Determination of ancestry proportions in European genomes in a global context
We used qpAdm [13] implemented in AdmixTools v5.1 [14,15] to estimate ancestry proportions in the European genomes originating from a mixture of ‘reference’ populations by utilizing shared genetic drift with a set of ‘outgroup’ populations. 14 ancient genomes namely Luxembourg_Loschbour.DG, Luxembourg_Loschbour_published.DG, Luxembourg_Loschbour, Iberia_HG (N=5), Iberia_HG_lc, Iberia_HG_published, LaBrana1_published.SG, Hungary_EN_HG_Koros(N=2), Hungary_EN_HG_Koros_published. SG were grouped together as European Mesolithic hunter gatherers (WHGs); three ancient genomes namely Russia_EHG, Russia_HG_Samara and Russia_HG_Karelia (N=2) were grouped together as Mesolithic hunter-gatherers of Eastern Europe (EHGs); two ancient genomes: KK1.SG, SATP.SG were grouped as Caucasus hunter-gatherers (CHGs) and Sweden_HG_Motala (N=8) were renamed as Scandinavian Hunter-Gatherers (SHGs) in qpAdm analysis. After repeating the analyses with several population combinations, we inferred that Europeans could be best modelled as a combination of three source populations namely EHGs, WHGs and Neolithic Iranians (Iran_GanjDareh_N) as Left (EHG, WHG,Iran_GanjDareh_N). We used a mixture of eight ancient and modern-day populations comprising of Ust Ishim, MA1, Kostenki14, Han, Papuan, Chukchi, Karitiana, Mbutiasour ‘Right’ outgroup populations (O8).
Pearson’s correlation coefficient (r) between various ancestry proportions of European genomes and COVID-19 death/recovery ratio was calculated and its significance was statistically evaluated using GraphPad Prism v8.4.0, GraphPad Software, San Diego, California USA, www.graphpad.com.
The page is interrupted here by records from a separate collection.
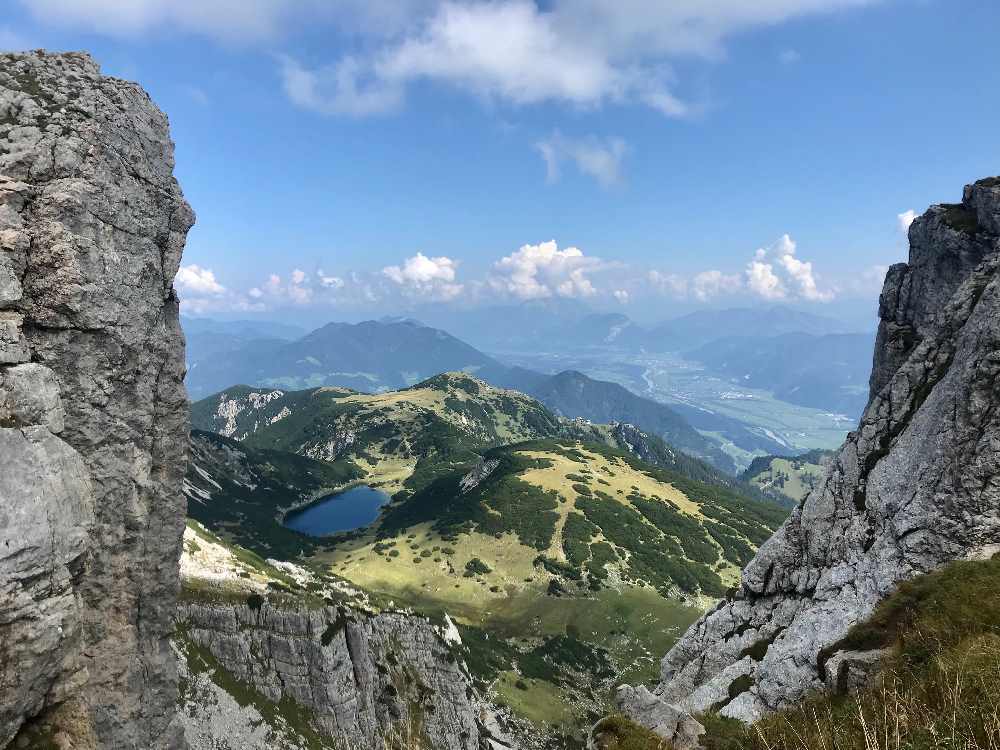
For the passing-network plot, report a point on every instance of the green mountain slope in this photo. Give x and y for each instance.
(370, 356)
(566, 557)
(387, 434)
(241, 493)
(787, 480)
(573, 394)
Additionally, we developed several linear regression models with different combinations of WHG ancestry fraction (x1) alongside climatic factors such as 15 days’ mean temperatures (x2) and 15 days’ mean humidity (x3) of the ten European countries employed in this study to statistically evaluate their impact on COVID-19 death/recovery ratio (y) using glm function implemented in R v3.6.3 (Table 1).One-tailed tests were performed considering the alternative hypothesis of positive association of x1, x2 and x3 with y (HA:β>0). The best model was determined by likelihood ratio test (LRT), employing lrtest function, implemented in R package ‘epicalc’. Temperature and humidity data were obtained from Time and Date.com (https://www.timeanddate.com/), which garners meteorological data from leading meteorological institutes such as The World Meteorological Organization (https://public.wmo.int/en) and MADIS (https://madis.ncep.noaa.gov/).
Notably, the death to recovery ratio is used here as the test statistic reflecting the extent to which individuals are succumbing versus recovering following the COVID-19 infection. We surmise this ratio to be indicative of the host immune responsiveness against viral assault. Notably since the death to recovery ratio does not take into account the number of active cases, statistical bias arising due to under-reporting/under-testing of COVID-19 cases is avoided.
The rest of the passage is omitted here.